Шорин побагровел, мне показалось, что его усы вдруг значительно выросли, он хватал ртом воздух, потом разразился отнюдь не дворянской бранью. От обиды и отчаяния потемнело в глазах: он приказал отправить меня в только что организованный тыловой пункт по стирке белья и дезинфекции – заведующей. Потные, злые, они стояли друг против друга и яростно кричали. Я поняла, что всему конец.
Потом Шорин сел в автомобиль и уехал, Арвид подошел и ласково погладил меня по щеке: «Ничего не бойся, мы никому не мешаем, а он пусть распоряжается у себя в штабе. В своей дивизии хозяин я». Я хотела было возразить – дивизия часть армии и не принадлежит начальнику, но промолчала. Подошел Татлин: «О том, что ты завел шашни с порученцем, доложил Шорину я. Ты ведешь себя безответственно и глупо. Что скажут красноармейцы?» – «Позавидуют». – «Ты разлагаешь дисциплину. Если можно тебе – можно и другим». И тут у меня вырвалось: «Что позволено Юпитеру – не позволено быку». Татлин пожал плечами: «Вот видишь, Арвид… А что будет лет через десять, когда мы победим окончательно? Одним – все, другим – ничего? Если дать вашей гнилой психологии расцвести махровым цветом – нас постигнет катастрофа!» Он безнадежно махнул рукой и ушел, а мы с Арвидом долго говорили об устройстве будущего революционного общества. Конечно, Татлин прав: должно быть всеобщее равенство, все должно быть справедливо. Я убеждена, что так и будет, потому что все мы, прошедшие сквозь кровь и пыль гражданской войны, не останемся такими, как были.
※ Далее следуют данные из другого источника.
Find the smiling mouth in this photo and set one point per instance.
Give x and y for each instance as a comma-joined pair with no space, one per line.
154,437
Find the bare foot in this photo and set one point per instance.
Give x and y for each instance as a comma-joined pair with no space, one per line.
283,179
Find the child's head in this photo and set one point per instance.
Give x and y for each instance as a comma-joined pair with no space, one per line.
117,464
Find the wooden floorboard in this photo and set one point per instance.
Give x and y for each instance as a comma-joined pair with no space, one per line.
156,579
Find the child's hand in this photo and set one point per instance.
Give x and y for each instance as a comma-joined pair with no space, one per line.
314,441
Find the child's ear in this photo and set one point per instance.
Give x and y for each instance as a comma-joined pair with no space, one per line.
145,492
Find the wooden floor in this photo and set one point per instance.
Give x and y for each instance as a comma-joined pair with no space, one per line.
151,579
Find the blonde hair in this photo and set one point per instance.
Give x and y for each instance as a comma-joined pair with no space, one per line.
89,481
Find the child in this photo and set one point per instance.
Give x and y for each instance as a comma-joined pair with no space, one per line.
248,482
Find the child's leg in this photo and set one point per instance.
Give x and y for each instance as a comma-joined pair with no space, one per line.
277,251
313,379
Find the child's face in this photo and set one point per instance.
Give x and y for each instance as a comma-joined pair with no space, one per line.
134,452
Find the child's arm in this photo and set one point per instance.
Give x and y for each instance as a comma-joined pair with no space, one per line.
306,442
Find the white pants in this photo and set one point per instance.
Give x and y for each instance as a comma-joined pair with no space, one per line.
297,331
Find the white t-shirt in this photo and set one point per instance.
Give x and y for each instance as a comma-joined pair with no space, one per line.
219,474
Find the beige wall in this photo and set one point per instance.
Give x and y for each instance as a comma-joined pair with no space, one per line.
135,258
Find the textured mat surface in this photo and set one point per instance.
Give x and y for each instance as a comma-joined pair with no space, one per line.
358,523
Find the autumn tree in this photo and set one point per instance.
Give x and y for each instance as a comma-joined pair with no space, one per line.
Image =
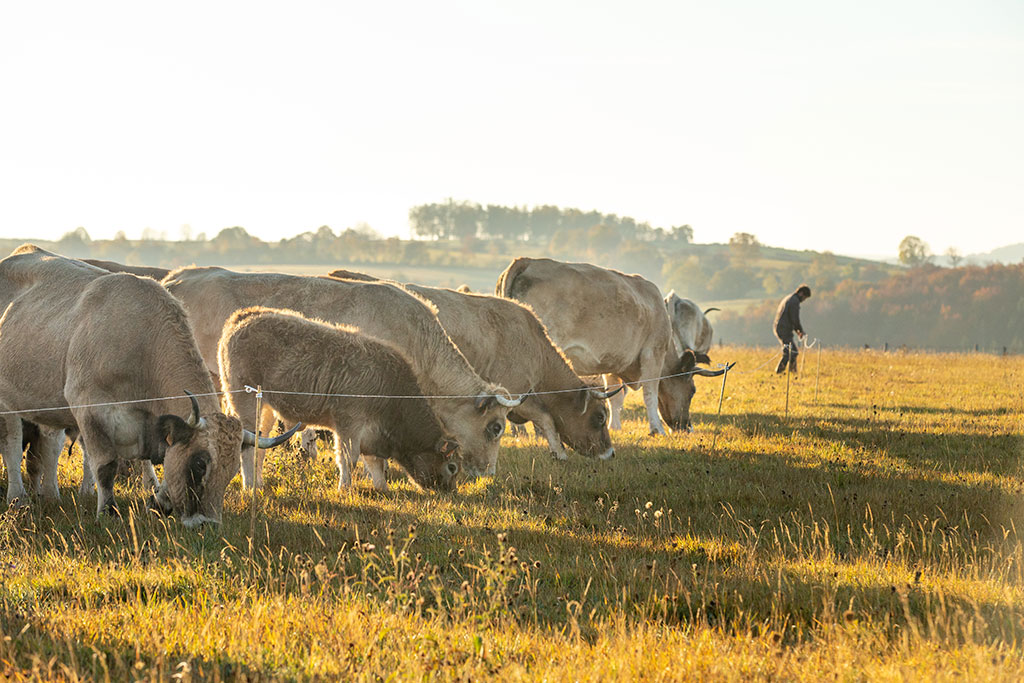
913,251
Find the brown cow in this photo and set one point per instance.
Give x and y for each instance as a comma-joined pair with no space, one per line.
111,354
507,344
475,418
293,354
140,270
608,323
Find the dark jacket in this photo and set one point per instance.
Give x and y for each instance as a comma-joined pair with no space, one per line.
787,318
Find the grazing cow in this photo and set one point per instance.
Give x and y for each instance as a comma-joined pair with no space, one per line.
475,418
291,353
507,344
690,328
111,354
608,323
140,270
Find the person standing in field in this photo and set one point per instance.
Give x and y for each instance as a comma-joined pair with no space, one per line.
787,324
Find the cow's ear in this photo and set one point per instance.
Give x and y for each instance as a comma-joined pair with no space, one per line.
446,446
173,429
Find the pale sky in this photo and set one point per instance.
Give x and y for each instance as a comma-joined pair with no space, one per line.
813,125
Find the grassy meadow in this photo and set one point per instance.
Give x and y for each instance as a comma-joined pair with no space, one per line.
876,532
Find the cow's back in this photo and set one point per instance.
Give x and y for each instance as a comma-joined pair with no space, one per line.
601,318
129,340
39,293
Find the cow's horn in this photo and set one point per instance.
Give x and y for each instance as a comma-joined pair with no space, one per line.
249,438
195,418
607,394
509,402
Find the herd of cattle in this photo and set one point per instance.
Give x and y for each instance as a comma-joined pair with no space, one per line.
114,356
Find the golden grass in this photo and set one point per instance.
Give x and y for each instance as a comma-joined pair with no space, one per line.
871,534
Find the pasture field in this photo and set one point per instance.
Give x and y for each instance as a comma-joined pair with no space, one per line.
872,534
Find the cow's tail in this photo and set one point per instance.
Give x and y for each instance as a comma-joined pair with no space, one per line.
506,281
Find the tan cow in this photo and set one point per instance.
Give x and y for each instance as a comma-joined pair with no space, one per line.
140,270
507,344
475,419
690,328
112,354
608,323
293,354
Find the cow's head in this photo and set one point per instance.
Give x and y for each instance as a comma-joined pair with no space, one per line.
201,455
676,392
582,420
478,424
435,468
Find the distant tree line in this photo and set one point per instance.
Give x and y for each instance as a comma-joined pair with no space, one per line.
922,307
462,220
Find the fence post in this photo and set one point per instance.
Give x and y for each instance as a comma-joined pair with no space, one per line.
252,511
721,396
788,364
817,374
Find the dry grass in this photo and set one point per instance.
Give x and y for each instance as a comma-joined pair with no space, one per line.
872,534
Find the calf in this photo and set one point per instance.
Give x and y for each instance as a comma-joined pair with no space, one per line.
297,360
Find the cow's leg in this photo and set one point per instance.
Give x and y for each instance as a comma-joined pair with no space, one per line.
615,402
346,452
651,369
150,478
11,444
48,454
102,463
377,469
88,484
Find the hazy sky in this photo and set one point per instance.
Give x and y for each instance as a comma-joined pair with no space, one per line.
818,125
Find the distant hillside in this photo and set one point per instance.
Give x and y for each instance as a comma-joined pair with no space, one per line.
952,309
741,269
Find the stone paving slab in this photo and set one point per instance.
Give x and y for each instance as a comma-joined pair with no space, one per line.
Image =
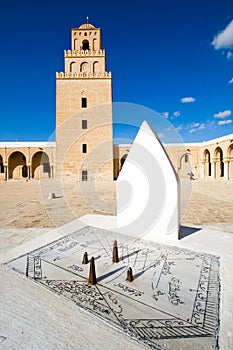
173,302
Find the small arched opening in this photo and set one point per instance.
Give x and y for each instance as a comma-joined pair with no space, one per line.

Мы изменимся, станем лучше и чище. Люди перестанут обижать друг друга, власть денег ослабнет настолько, что со временем отомрет совсем. Поголовно грамотный народ построит новые города, места хватит всем, работы – тоже. Это будет прекрасное время: много детей, много стариков, а все остальные (их – большинство) молоды, полны сил и желания сделать мир лучше. Арвид притянул меня к себе: «Кончаем театр. У нас зрителей – вся дивизия. Нельзя. Конечно, все правильно, но – будем встречаться тайно». – «Это грязь и гадость. Не будем». – «Значит, ты не любишь меня больше?» – «Люблю. Но когда мужчина и женщина встречаются тайно – они боятся. А страх – это не для меня. Ты ведь тоже боишься». – «Я? Кого? Шорина? Никогда! Но ты права. Нам, может, и жить-то остается всего ничего, а мы тут будем стесняться и исполнять дурацкие приказы! Все!» Мне странно и страшно немного – мы выступили против всех, против командарма. Надя, я знаю, повела бы себя иначе. Для нее в любви страха нет. Но ведь это – церковные сказки? Это ведь апостол Павел сказал – мифическая фигура, его и не было-то никогда…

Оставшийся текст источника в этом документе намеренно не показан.